Andi Winters has always been beautiful. At least that’s what she’s been told by the countless boys who have tried and failed to win her affection. She’s young when she learns that she can’t be friends with boys who only want her around for a chance to kiss her, and she carries the weight of that revelation into middle school where she’s tormented by a boy from her past: Will Mason. He’s pined after her since elementary school and will stop at nothing to win her over, even if it means making her miserable in the process. And she is miserable, until she meets Cassie Burroughs, a girl with a pure heart who puts Andi on the path towards navigating love, friendship, and discovering the self-confidence she needs to become content with her place in the world.

The Fire in My Blood by Chapel Orahamm

Rating: 5 out of 5.

A few millennia into the future, on a different planet, in aging biodomes, the human race grapples with a new threat, or maybe a new gift – humans with fire in their blood. Nigrae Lunam, ex-soldier and current co-leader for the Caeruleum gang, finds himself ensnared in a fire fight when he rescues a pair of children, Sam and Abby from the Aurantiaco gang, and a man with cognac-colored eyes, Sanctus, from the Rubrum gang. This would be any average day, save for the fact Sanctus is a rare Providentia, a person who can boost a fire-user’s powers ten fold. A priceless, coveted treasure in the city of Urbs Aquarum. As Lunam shows the man and children what it means to be safe, he develops a fondness for Sanctus that he swears he will never reveal. When Sam and Abby are threatened and Sanctus is kidnapped, Lunam must face the responsibility of taking over another gang’s territory, his true feelings for Sanctus, and the chance it all blows apart in a fiery inferno.
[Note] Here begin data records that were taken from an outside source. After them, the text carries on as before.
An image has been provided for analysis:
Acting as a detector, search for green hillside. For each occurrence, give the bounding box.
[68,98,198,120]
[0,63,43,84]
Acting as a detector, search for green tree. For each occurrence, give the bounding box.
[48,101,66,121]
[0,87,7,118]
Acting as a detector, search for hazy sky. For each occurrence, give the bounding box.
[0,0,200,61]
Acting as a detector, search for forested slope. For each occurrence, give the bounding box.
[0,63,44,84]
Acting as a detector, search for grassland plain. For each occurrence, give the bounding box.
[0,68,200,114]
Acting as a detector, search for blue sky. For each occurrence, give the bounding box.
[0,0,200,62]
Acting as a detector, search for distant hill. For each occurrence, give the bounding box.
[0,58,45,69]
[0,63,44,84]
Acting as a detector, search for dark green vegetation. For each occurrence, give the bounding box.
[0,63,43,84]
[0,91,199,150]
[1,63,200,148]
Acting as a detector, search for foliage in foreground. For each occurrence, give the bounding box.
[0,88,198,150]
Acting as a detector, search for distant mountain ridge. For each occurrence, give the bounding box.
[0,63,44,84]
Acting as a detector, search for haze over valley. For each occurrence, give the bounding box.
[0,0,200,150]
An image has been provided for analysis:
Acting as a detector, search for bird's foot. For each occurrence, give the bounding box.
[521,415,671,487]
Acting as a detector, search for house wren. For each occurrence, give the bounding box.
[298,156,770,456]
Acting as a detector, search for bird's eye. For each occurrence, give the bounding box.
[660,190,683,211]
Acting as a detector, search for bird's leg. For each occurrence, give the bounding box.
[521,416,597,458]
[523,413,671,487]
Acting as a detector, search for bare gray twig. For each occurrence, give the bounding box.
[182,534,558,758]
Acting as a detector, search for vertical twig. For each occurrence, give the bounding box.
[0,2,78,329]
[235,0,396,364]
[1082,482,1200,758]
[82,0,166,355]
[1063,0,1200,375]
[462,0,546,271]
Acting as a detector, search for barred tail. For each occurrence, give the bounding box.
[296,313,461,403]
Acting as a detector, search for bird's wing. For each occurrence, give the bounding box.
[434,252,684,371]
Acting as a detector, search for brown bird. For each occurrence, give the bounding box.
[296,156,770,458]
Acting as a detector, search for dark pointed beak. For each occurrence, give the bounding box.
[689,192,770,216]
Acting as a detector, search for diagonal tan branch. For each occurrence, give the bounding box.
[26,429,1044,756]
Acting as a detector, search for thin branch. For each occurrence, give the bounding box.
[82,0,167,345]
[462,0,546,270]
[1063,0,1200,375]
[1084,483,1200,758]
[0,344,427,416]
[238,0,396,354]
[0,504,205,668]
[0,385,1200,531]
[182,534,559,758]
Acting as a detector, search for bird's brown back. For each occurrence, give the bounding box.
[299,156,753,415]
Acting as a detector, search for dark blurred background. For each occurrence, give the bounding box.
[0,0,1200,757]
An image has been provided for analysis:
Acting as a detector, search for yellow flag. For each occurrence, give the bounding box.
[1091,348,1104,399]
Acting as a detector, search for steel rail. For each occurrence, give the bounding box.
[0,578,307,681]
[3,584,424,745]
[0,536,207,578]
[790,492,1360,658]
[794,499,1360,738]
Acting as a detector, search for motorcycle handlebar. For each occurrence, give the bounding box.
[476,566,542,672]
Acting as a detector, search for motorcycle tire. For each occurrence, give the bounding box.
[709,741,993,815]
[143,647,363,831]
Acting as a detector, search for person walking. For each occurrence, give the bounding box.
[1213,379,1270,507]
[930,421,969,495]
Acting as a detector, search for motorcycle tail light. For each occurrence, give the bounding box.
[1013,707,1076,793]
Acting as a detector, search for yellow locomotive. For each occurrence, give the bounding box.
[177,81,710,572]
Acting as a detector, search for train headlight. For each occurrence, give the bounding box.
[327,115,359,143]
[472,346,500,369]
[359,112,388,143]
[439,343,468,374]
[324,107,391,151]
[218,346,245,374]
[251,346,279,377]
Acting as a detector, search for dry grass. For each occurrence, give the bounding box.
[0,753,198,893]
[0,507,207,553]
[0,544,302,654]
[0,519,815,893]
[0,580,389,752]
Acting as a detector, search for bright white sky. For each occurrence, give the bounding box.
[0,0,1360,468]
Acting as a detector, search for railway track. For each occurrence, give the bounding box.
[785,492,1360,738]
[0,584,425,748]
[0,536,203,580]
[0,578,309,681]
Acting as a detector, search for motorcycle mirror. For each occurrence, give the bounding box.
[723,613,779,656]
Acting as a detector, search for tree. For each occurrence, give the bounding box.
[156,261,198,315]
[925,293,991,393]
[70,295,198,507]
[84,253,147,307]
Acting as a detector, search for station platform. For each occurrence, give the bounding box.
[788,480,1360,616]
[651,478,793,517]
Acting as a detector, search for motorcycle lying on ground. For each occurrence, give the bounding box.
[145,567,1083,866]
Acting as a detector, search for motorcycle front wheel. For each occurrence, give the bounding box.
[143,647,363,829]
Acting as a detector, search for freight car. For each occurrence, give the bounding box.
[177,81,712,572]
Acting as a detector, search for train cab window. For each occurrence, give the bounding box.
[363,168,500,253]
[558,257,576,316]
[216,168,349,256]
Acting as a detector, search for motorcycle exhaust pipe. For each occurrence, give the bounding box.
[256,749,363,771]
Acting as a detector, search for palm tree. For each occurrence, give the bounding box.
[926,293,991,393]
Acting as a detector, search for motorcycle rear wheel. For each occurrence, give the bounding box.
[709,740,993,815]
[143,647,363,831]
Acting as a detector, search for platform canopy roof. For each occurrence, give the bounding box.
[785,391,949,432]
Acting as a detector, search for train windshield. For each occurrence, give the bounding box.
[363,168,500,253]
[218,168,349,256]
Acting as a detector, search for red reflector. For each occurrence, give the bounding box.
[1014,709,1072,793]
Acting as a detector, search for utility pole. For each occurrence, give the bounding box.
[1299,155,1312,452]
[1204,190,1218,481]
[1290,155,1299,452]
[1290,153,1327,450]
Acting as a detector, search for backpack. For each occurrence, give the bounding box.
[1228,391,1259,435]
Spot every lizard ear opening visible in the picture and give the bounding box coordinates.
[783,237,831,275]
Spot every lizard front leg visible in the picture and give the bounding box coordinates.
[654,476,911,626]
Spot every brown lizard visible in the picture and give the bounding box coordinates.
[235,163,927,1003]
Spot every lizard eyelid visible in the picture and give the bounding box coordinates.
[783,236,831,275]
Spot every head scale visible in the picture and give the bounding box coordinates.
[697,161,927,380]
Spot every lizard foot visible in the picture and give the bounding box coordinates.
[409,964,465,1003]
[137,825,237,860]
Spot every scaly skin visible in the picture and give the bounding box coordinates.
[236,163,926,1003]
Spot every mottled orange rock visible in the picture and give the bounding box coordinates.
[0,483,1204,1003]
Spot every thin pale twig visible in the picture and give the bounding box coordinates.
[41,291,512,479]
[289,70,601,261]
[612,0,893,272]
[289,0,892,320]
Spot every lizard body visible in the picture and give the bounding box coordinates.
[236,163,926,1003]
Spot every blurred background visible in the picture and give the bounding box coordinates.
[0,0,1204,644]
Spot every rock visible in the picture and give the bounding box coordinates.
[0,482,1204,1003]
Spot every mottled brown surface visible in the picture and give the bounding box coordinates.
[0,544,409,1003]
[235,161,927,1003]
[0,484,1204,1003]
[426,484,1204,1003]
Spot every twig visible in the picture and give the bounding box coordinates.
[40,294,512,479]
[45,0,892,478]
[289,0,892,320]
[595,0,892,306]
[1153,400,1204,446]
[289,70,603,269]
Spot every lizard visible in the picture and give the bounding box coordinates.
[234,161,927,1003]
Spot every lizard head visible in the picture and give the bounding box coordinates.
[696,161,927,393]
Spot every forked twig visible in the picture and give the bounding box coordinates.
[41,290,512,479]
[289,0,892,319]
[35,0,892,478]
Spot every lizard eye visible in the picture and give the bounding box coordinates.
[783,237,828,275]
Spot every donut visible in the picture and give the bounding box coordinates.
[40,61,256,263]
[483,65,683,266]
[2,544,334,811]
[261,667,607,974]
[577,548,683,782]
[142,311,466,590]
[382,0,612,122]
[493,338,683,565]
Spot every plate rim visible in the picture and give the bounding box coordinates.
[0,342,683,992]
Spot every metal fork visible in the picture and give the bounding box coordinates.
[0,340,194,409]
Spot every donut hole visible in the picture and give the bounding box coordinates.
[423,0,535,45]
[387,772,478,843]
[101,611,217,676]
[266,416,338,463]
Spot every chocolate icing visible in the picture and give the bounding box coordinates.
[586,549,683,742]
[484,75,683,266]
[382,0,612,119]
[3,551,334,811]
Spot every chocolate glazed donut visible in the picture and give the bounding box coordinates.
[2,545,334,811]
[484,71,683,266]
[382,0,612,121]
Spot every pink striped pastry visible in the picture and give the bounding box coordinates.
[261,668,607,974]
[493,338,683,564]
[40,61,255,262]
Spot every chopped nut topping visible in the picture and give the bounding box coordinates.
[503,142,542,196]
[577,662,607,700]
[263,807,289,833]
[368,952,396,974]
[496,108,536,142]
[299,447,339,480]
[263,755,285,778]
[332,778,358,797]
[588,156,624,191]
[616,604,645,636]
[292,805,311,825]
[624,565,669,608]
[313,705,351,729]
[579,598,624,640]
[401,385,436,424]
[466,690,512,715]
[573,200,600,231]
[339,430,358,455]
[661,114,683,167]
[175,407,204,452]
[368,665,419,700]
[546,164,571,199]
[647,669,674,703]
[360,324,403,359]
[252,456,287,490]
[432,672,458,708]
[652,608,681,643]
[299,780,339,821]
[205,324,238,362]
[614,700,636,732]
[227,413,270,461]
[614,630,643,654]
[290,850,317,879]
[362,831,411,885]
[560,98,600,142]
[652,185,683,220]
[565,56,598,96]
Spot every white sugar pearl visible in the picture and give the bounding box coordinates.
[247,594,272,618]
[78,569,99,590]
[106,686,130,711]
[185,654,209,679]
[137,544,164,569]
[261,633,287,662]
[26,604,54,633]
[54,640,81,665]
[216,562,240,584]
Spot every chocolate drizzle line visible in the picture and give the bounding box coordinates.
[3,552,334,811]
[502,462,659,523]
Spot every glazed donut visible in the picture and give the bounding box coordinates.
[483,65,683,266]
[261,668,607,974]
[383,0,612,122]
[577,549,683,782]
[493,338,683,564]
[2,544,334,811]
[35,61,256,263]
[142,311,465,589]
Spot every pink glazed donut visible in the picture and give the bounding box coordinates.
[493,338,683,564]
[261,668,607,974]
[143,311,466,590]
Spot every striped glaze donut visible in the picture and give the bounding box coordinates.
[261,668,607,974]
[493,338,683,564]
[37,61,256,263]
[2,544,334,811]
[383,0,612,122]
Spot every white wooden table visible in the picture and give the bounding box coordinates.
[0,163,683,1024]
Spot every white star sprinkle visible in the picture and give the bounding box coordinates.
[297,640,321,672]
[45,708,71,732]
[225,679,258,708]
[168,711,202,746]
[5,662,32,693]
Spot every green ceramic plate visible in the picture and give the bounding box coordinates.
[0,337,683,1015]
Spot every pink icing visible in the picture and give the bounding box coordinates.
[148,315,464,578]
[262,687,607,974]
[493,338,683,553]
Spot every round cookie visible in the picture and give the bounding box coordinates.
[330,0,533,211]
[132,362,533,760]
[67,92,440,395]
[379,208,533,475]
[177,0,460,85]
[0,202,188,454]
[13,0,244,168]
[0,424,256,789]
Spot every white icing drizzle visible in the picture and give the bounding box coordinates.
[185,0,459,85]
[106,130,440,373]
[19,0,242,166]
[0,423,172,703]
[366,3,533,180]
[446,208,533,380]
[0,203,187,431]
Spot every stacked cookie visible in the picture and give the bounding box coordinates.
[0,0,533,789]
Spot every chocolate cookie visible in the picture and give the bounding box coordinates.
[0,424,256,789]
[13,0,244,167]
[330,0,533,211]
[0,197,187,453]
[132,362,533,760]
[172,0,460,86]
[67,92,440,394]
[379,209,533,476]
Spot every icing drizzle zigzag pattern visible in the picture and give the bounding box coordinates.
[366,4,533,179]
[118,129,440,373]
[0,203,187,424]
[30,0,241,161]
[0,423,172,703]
In a Dark Dark Wood by Ruth Ware

Rating: 4 out of 5.

Nora hasn’t seen Clare for ten years. Not since the day Nora walked out of her old life and never looked back.

Until, out of the blue, an invitation to Clare’s hen party arrives. A weekend in a remote cottage – the perfect opportunity for Nora to reconnect with her best friend, to put the past behind her.

But something goes wrong.

Very wrong.

And as secrets and lies unravel, out in the dark, dark wood the past will finally catch up with Nora.

The Kick-Ass Writer: 1001 Ways to Write Great Fictions, Get Published, and Earn Your Audience by Chuck Wendig

The journey to become a successful writer is long, fraught with peril, and filled with difficult questions: How do I write dialogue? How do I build suspense? What should I know about query letters? How do I start? 

The best way to answer these questions is to ditch your uncertainty and transform yourself into a kick-ass writer. This new book from award-winning author Chuck Wendig combines the best of his eye-opening writing instruction – previously available in e-book form only – with all-new insights into writing and publishing. It’s an explosive broadside of gritty advice that will destroy your fears, clear the path, and help you find your voice, your story, and your audience. 

You’ll explore the fundamentals of writing, learn how to obtain publication, and master the skills you need to build an army of dedicated fans. No task is too large or small for the kick-ass writer.